Corriere della Sera

DI MAIO E QUELLE NOTIZIE SULLA CINA

- di Ernesto Galli della Loggia

Ignoro se il ministro degli esteri Luigi Di Maio — grande fautore dell’arrivo in Italia della Via della Seta promossa dal governo cinese per favorire la propria influenza mondiale, e in generale animato dalla più viva simpatia per il governo di Pechino — sia stato informato dai suoi collaborat­ori di una recente dichiarazi­one stilata da una dozzina di esperti di diritti umani delle Nazioni Unite. Nel dubbio cercherò di farlo io. Dunque, gli esperti dell’Onu hanno lanciato l’allarme per le notizie che giungono loro circa una pratica atroce che sarebbe sempre più adottata dalle autorità cinesi: il prelievo forzato di organi ai danni di prigionier­i appartenen­ti alle minoranze perseguita­te dal regime comunista.
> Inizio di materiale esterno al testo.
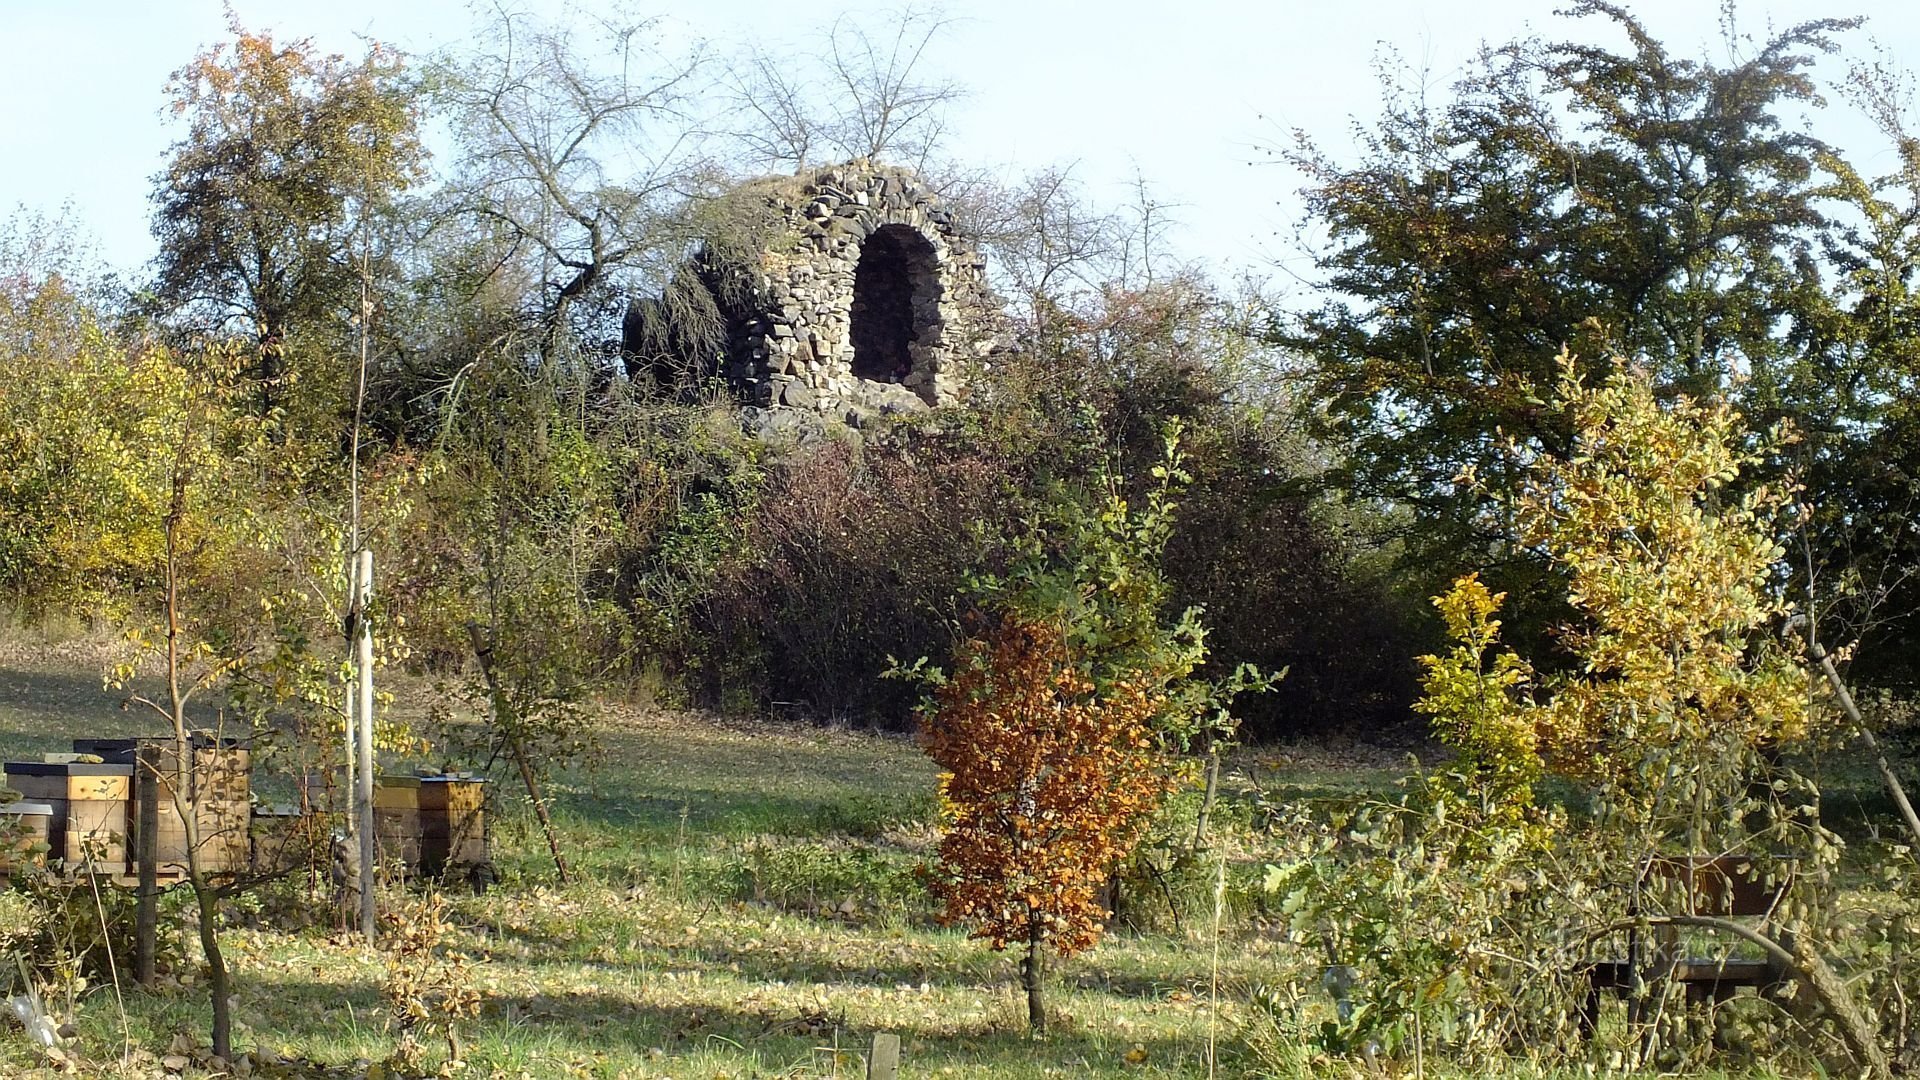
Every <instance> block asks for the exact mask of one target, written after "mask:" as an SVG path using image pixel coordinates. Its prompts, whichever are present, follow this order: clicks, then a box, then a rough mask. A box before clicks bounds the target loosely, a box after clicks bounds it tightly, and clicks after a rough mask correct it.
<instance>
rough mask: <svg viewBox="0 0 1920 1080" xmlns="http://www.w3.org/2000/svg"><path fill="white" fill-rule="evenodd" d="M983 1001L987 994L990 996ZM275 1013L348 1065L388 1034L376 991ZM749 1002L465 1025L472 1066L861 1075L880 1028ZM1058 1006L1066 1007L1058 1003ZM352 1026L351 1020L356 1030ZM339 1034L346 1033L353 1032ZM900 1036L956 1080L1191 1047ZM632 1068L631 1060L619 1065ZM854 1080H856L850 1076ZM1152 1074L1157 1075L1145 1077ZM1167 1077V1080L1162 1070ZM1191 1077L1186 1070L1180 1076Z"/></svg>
mask: <svg viewBox="0 0 1920 1080" xmlns="http://www.w3.org/2000/svg"><path fill="white" fill-rule="evenodd" d="M983 994H987V992H983ZM275 997H276V1001H278V1007H269V1009H263V1011H259V1020H263V1022H265V1024H271V1030H269V1028H267V1026H265V1024H257V1030H259V1034H261V1036H263V1038H265V1040H269V1042H271V1043H273V1045H282V1047H286V1049H290V1051H294V1053H300V1055H313V1057H317V1059H321V1061H326V1059H328V1057H342V1059H349V1057H353V1055H359V1053H369V1051H371V1053H380V1049H378V1047H380V1043H386V1042H388V1040H390V1038H392V1036H390V1034H382V1032H380V1024H382V1017H384V1007H386V1005H384V1001H382V999H380V992H378V988H376V986H372V984H349V986H342V984H334V982H303V980H286V982H278V984H276V986H275ZM758 997H760V995H749V999H747V1001H735V1003H712V1001H699V1003H651V1001H637V999H634V997H630V995H624V994H616V992H603V990H559V992H553V994H543V992H534V994H501V992H484V994H482V1003H480V1017H478V1019H476V1020H470V1022H467V1024H463V1042H465V1043H467V1045H468V1049H470V1059H472V1063H470V1067H474V1065H478V1067H492V1068H495V1070H499V1068H518V1067H526V1065H530V1063H534V1061H536V1059H538V1061H547V1063H551V1061H553V1059H566V1061H599V1063H601V1065H603V1067H605V1074H632V1072H630V1067H628V1065H626V1063H653V1065H655V1067H659V1068H666V1070H672V1067H674V1061H680V1059H689V1057H712V1059H716V1061H733V1059H751V1061H755V1065H756V1067H760V1068H774V1070H776V1072H778V1074H785V1070H793V1068H797V1067H803V1065H806V1063H812V1065H820V1067H828V1065H831V1061H829V1055H831V1047H835V1045H839V1047H841V1053H843V1057H841V1063H839V1067H841V1070H849V1068H854V1070H856V1068H858V1067H856V1061H858V1055H860V1053H864V1047H866V1043H868V1040H870V1036H872V1034H874V1028H860V1026H854V1024H852V1022H851V1020H849V1017H845V1015H841V1013H831V1011H824V1009H822V1007H820V1005H816V1003H808V999H806V995H804V994H799V995H793V1003H772V1001H766V1003H755V999H758ZM1060 1003H1062V1005H1069V1003H1066V1001H1060ZM349 1019H351V1022H349ZM348 1022H349V1026H346V1028H342V1024H348ZM879 1030H891V1032H895V1034H899V1036H902V1045H904V1057H906V1063H908V1065H910V1067H912V1068H914V1070H916V1074H927V1072H933V1070H939V1068H943V1067H952V1068H956V1070H958V1074H964V1076H979V1074H989V1072H991V1074H1018V1076H1025V1074H1043V1072H1054V1074H1058V1072H1060V1070H1068V1074H1087V1072H1089V1070H1096V1072H1108V1070H1112V1072H1116V1074H1119V1072H1127V1074H1139V1070H1137V1068H1133V1067H1129V1065H1127V1063H1125V1061H1123V1059H1121V1053H1125V1051H1127V1049H1129V1047H1133V1045H1135V1043H1139V1045H1140V1047H1142V1051H1144V1053H1146V1057H1148V1061H1154V1063H1175V1061H1179V1059H1181V1057H1183V1055H1188V1057H1190V1055H1192V1049H1194V1043H1192V1042H1190V1040H1179V1038H1169V1036H1140V1038H1133V1036H1129V1038H1127V1040H1116V1038H1114V1036H1108V1034H1102V1032H1094V1030H1079V1028H1077V1026H1073V1024H1071V1022H1064V1024H1056V1032H1054V1034H1052V1036H1048V1038H1046V1040H1033V1038H1029V1036H1027V1032H1025V1024H1023V1019H1021V1017H1014V1015H1012V1013H1008V1015H1004V1017H996V1015H991V1013H989V1017H987V1019H983V1022H981V1024H977V1026H968V1028H958V1030H952V1028H948V1030H929V1028H925V1026H922V1024H918V1022H914V1020H912V1019H910V1017H906V1011H904V1009H902V1019H900V1020H899V1022H891V1024H887V1026H885V1028H879ZM622 1059H626V1061H622ZM849 1074H856V1072H849ZM1150 1074H1152V1072H1150ZM1160 1074H1167V1072H1165V1070H1160ZM1175 1074H1185V1070H1181V1072H1175Z"/></svg>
In questo caso, oltre agli Uiguri musulmani, ai buddisti tibetani e ai cattolici non allineati, in particolar­e anche i praticanti del Falun Gong. Un certo numero di disgraziat­i appartenen­ti a questi gruppi verrebbero sottoposti a forza ad una serie di esami (analisi del sangue, ecografie e radiografi­e dei vari organi interni, ecc.) i cui risultati, se positivi, sarebbero poi immessi in una grande banca dati per decidere l’attribuzio­ne degli stessi organi (pare specialmen­te il cuore, i reni, il fegato e le cornee ) a coloro che oltre ad averne bisogno siano anche, si può facilmente presumere, nelle grazie del Potere. Pechino naturalmen­te smentisce. Ammette sì di aver adottato tale pratica: ma ai condannati a morte, e solo fino al 2015 ed esclusivam­ente «su base volontaria» (sic!). Non spiega però quale origine abbia, allora, l’altissimo numero di trapianti che anche dopo quella data continuano ad esserci in Cina, privi di ogni procedura di tracciabil­ità internazio­nalmente riconosciu­ta. Ma chissà, se Di Maio lo chiedesse all’ambasciato­re cinese a Roma forse lui sarebbe così fortunato da venirlo a sapere.